PORTARIA 470/2011
Disciplina a comprovação de residência ou domínio, destinada às anotações e registro de dados relativos a condutores e veículos no âmbito de DETRAN de Alagoas.
O DIRETOR GERAL DO DEPARTAMENTO ESTADUAL DE TRÂNSITO DE ALAGOAS – DETRAN/AL no uso de suas atribuições e prerrogativas legais previstas no ARt. 2º da Lei nº 6.300, de 04 de abril de 2002, tendo em vista a necessidade de padronizar os documentos a serem aceitos para comprovação de residência.
RESOLVE:
Art. 1º – Para os procedimentos pertinentes a todos os serviços que tenham como objeto CNH´s e Veículos, consideram-se como documentos hábeis à comprovação de residência ou domicílio:
I – Contas de energia elétrica, água e/ou esgoto, gás canalizado, IPTU, telecomunicações fixa ou móvel, prestação serviços de internet, televisão por assinatura ou quaisquer outras atividades exploradas pelo poder público ou por concessionária, permissionária ou outorgada.

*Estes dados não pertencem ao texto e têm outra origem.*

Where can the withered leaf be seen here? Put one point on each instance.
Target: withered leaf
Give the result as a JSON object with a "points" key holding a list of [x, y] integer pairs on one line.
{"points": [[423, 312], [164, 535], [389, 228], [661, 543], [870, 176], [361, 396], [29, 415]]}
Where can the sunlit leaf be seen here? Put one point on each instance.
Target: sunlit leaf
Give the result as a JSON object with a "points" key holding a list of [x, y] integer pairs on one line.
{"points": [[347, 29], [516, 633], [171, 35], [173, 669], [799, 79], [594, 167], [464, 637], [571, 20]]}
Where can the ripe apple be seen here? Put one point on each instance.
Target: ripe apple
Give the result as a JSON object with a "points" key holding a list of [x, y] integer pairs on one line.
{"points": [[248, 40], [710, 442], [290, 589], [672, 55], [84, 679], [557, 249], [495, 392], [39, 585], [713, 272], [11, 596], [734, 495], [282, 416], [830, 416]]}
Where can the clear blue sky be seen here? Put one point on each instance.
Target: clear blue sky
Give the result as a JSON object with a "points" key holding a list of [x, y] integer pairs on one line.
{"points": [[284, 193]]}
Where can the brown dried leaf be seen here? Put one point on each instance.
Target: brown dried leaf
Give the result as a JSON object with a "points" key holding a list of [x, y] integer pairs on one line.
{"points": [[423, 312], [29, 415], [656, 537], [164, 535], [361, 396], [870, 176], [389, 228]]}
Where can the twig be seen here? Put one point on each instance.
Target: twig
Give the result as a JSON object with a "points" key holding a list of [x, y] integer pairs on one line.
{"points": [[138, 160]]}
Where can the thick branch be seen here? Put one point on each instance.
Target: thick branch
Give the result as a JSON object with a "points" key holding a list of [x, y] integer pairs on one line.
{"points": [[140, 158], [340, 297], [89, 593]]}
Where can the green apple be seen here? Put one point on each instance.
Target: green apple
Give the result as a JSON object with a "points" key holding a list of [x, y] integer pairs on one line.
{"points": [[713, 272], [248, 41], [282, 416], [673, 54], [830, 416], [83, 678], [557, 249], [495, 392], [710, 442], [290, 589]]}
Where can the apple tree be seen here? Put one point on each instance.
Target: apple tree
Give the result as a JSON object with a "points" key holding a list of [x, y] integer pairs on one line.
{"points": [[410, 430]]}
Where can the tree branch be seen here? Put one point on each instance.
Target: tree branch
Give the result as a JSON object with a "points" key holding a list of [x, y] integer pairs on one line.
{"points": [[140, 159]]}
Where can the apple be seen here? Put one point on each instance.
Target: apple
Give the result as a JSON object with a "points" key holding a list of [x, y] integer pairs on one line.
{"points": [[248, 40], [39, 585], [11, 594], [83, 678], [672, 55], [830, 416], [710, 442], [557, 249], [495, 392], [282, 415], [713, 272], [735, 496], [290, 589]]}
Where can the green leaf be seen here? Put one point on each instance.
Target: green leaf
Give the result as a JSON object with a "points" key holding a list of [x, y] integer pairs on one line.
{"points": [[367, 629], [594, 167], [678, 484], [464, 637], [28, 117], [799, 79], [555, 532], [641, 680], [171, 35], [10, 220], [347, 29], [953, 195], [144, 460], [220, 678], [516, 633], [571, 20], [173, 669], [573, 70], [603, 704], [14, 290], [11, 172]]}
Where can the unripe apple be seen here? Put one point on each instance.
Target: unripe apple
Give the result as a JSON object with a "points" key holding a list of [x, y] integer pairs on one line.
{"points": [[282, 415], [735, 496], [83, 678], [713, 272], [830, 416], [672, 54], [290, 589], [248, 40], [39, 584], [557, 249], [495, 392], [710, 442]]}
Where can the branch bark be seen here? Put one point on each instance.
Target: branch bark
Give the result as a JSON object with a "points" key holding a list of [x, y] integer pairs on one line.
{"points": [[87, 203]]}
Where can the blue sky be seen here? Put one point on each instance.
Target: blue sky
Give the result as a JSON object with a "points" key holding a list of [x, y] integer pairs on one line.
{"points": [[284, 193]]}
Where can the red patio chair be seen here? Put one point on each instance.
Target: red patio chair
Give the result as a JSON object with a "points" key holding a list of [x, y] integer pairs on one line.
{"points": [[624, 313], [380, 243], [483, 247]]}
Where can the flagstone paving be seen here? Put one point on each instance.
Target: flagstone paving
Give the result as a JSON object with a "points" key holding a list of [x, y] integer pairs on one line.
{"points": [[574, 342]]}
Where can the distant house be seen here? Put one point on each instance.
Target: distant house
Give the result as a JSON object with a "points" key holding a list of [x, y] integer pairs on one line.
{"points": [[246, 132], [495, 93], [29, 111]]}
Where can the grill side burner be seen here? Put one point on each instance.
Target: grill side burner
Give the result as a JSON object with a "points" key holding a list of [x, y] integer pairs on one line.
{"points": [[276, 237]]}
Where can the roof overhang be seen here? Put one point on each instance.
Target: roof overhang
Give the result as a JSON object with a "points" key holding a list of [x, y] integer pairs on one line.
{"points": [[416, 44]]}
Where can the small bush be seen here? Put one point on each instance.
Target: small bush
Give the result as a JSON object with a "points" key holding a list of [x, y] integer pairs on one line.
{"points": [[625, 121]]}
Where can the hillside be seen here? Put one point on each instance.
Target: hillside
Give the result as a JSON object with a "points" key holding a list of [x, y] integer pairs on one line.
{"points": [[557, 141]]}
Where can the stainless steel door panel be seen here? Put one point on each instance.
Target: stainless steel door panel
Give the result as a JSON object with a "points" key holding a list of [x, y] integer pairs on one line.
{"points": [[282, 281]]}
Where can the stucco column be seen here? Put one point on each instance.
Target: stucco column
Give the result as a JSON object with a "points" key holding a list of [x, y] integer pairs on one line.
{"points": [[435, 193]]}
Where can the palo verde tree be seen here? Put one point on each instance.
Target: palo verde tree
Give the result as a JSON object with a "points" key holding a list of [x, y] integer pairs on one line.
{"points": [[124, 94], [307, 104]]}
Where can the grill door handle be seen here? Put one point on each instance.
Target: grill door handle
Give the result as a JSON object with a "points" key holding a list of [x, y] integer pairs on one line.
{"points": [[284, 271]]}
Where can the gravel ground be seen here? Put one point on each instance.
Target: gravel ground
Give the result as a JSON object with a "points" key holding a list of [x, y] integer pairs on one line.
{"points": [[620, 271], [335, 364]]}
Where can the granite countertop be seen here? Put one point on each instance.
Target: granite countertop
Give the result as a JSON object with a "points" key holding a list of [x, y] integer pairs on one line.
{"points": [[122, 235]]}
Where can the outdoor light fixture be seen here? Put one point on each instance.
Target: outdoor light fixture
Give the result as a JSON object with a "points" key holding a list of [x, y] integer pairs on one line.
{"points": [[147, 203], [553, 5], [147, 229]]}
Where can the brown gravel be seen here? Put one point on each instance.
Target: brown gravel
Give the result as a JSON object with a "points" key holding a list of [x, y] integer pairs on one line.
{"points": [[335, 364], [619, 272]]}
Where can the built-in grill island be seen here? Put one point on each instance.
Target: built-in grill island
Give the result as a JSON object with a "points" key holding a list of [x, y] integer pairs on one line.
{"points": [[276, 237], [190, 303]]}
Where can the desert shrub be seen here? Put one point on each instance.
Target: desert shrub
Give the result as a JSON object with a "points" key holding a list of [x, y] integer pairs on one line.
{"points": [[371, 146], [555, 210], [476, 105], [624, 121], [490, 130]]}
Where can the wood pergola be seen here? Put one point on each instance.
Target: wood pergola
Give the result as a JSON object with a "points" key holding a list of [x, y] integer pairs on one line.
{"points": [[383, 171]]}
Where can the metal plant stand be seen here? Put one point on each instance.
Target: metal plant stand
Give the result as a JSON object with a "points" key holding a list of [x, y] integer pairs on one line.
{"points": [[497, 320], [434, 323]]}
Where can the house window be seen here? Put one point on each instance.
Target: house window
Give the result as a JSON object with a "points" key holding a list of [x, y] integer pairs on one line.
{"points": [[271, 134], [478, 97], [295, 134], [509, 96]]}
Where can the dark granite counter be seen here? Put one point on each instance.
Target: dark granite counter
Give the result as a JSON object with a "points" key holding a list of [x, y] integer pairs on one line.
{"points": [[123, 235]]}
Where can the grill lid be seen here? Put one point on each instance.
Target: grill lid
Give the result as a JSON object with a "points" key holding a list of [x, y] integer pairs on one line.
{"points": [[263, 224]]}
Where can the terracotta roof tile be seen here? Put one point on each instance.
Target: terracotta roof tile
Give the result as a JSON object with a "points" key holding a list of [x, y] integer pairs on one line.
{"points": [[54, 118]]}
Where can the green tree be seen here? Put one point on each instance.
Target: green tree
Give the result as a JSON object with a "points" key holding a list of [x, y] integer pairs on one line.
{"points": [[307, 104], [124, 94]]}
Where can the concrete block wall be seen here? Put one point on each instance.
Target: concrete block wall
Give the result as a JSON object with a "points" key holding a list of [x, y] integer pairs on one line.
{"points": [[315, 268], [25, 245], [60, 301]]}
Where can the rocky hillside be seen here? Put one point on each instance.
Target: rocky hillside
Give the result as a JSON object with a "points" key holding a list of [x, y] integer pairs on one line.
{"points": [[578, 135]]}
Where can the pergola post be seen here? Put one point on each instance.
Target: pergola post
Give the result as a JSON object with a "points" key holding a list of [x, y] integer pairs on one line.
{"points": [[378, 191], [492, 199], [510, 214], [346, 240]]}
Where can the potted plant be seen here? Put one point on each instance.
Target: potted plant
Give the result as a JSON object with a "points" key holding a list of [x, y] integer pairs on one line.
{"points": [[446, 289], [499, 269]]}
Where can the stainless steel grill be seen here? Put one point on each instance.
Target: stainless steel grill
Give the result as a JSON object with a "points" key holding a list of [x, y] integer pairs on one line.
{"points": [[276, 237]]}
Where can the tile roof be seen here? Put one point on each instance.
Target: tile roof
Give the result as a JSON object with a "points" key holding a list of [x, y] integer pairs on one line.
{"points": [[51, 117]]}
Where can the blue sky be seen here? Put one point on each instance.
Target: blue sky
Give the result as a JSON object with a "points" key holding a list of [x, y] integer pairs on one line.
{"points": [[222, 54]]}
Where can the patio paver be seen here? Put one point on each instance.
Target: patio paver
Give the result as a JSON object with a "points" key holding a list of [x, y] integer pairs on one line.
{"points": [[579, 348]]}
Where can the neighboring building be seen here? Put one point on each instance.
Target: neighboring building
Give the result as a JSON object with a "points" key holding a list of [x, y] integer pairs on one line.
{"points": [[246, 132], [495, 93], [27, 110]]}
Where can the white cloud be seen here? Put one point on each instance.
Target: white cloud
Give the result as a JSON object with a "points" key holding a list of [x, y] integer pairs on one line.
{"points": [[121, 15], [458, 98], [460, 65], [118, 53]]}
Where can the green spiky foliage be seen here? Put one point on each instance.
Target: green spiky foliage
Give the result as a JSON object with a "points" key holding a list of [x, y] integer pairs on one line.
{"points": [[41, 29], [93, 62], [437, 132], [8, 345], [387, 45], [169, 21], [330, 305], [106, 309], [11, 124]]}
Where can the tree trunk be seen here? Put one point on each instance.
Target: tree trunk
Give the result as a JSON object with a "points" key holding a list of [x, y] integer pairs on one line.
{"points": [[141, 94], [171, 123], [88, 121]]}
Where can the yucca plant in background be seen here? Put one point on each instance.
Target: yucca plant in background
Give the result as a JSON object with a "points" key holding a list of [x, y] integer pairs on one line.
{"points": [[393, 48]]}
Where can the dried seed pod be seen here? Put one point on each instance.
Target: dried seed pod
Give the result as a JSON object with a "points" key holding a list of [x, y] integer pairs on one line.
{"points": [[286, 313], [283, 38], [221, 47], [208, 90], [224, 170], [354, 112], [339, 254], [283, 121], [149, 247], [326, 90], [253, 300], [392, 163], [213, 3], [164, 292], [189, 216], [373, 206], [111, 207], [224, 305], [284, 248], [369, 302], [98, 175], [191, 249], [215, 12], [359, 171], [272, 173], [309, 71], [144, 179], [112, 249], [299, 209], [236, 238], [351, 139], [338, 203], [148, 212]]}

II – Correspondência ou documento expedido por órgãos oficiais das esferas Municipal, Estadual ou Federal;
III – Correspondências enviadas por Instituições Bancárias Pública ou Privada, administradoras de cartão de crédito ou ainda planos de saúde, em nome do titular ou dependente, devidamente postada pelos Correios;
IV – No caso de trabalhador rural, que o comprovante de residência esteja em nome da fazenda (empregador), devendo ainda ser anexado contracheque ou registro na CTPS (Carteira de trabalho e Previdência Social), de modo semelhante deve ser entendido o trabalhado doméstico (comprovante em nome do empregador acrescido de registro na CTPS)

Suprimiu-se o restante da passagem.